L'armée entière s'enfonce dans le sol, continue de s'enfoncer. Seul le gamin, dans sa cape noire, se tient hébété au-dessus du marais, comme si de rien n'était, dans la même posture depuis le début.
« Non, c'était un marais dès le début ? Vous avez durci la surface, vous sautez dedans avec votre armure lourde, vous coulez, c'à peu près ça ? J'ai plus durci le sol, alors plus vous bougez plus vous coulez, même sans bouger vous coulez, même si vous coulez pas je vous fais couler ? Enfin vous coulez ? Ou plutôt, coulez. »
Le silence est tombé. Plus de cris, plus d'hurlements. Juste nous et le premier prince au-dessus du marais silencieux. Le porc a perdu connaissance de terreur, mais il n'est immergé que jusqu'au cou, la tête dehors. Je ne sais pas ce qui s'est passé, ce qui a été fait, comment tout ça a pu arriver. Mais trois choses sont claires : j'ai survécu, le premier prince a été capturé… et le sens des paroles de Merotōsamu.
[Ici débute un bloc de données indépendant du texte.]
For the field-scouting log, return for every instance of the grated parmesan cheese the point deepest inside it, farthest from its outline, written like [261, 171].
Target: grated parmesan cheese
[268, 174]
« Si vous l'emmenez, retenez au moins ceci. La vraie peur, c'est ce qu'on ne comprend pas. Le fait de pouvoir accomplir ce qu'on ne peut même pas comprendre, c'est ça le plus effrayant. La force se mesure, mais la vraie force, elle, fait seulement peur. Et elle ne se mesure pas. Ce qui fait peur, c'est de ne pas savoir. Prenez garde à vous, que la fortune des armes vous accompagne. »
C'étaient les mots de Merotōsamu au départ. Je ne les avais pas compris. Je ne les comprends toujours pas. Mais j'ai compris que je ne les comprenais pas. Et cette incompréhension même est ce qui a fait peur au dieu de la guerre lui-même.
Ce gamin est dangereux. Il pourrait bien tuer un pays entier.